Un nouveau projet pour le Cirque du Soleil - Les Beatles au Cirque, oui. À Las Vegas? Peut-être...

Le Cirque du Soleil travaille à faire revivre les Beatles, mais rien n'assure que ce nouveau spectacle musical se retrouvera à Las Vegas, comme le prétendent certains médias américains depuis quelques semaines.

Selon ces sources, le projet figure en bonne place dans les hypothèses de remplacement du Siegfried & Roy Show qui a quitté l'affiche du casino MGM Mirage l'automne dernier après qu'un tigre eut attaqué et défiguré son dompteur.
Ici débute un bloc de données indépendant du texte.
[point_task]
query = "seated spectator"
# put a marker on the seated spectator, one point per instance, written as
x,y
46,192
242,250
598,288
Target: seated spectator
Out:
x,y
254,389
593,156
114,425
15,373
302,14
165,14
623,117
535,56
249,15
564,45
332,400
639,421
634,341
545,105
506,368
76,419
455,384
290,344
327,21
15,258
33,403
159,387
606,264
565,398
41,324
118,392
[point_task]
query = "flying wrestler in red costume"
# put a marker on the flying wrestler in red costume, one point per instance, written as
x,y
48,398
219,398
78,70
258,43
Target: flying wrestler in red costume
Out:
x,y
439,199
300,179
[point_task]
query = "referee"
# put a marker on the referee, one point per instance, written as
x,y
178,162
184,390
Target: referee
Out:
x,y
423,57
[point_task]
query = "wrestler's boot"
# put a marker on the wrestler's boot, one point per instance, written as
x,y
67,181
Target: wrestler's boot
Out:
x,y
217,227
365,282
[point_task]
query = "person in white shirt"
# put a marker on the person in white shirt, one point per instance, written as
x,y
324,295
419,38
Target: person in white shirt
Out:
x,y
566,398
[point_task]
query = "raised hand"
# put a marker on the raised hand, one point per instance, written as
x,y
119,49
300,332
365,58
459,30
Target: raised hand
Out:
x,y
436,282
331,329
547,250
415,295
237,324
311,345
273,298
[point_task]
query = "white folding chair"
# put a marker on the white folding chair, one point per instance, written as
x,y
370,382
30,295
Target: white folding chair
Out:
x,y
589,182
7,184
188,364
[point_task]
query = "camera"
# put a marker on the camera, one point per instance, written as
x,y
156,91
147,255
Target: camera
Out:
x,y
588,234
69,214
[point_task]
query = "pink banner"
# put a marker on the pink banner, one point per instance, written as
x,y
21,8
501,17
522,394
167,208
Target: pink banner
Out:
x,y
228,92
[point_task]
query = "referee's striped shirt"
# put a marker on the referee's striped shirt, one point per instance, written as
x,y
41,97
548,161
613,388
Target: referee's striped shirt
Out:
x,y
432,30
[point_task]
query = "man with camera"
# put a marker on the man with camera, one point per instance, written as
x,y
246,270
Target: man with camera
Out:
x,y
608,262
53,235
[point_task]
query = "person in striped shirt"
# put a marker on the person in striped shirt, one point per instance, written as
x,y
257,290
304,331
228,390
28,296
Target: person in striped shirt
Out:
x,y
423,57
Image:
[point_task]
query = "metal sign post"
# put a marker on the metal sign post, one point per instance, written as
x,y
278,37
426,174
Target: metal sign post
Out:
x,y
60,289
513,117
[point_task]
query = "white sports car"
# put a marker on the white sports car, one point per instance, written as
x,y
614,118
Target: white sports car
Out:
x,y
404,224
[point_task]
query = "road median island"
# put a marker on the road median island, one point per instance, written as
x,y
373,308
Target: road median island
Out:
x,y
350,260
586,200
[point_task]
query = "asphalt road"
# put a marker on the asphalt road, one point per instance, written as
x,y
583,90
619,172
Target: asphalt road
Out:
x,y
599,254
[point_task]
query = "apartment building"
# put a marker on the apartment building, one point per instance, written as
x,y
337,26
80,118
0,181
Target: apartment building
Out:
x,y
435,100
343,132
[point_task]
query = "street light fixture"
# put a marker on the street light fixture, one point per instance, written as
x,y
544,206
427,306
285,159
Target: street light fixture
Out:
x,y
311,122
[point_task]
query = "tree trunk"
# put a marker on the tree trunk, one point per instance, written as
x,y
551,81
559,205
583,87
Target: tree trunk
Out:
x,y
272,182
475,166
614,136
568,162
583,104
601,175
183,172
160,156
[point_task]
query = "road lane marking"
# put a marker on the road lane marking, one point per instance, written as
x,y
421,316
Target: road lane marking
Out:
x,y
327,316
Certains articles publiés au Nevada accordent aussi des chances à la comédie musicale Hairspray pour occuper la salle du Mirage.

Un porte-parole de MGM s'est contenté de déclaré à l'agence Reuters qu'il était «plutôt probable» («fairly likely») que le Cirque du Soleil occupe l'espace vide depuis octobre dernier. Ce à quoi Renée-Claude Ménard, du service des communications du Cirque du Soleil, interviewée la semaine dernière, a répliqué: «Nous n'avons pas eu de contrat encore pour remplir la salle MGM Mirage.»

L'affaire a au moins le mérite de confirmer l'intérêt de l'entreprise montréalaise pour cet espace qui accueillerait le cinquième spectacle du cirque. MGM possède les salles lasvegassiennes où sont présentés Mystère, O, Zumanity et la création dirigée par Robert Lepage qui sera lancée en juin. Le président fondateur du CS, Guy Laliberté, répète qu'il y a de la place à Las Vegas pour «six à huit productions» de sa compagnie.

Le projet Beatles hante l'entreprise depuis quelques années. À l'origine, il a été pensé comme une version scénique de Yellow Submarine, un dessin animé psychédélique mettant en vedette les Fab Four. L'idée a pris de l'ampleur. Guy Laliberté fréquentait George Harrison, qui admirait le travail de son cirque. Il aurait convaincu Paul McCartney et Ringo Starr de donner leur accord à une adaptation étendue au-delà de Yellow Submarine. M. Harrison est décédé en 2002, mais les négociations se seraient poursuivies avec la compagnie des Beatles Apple Corp Inc.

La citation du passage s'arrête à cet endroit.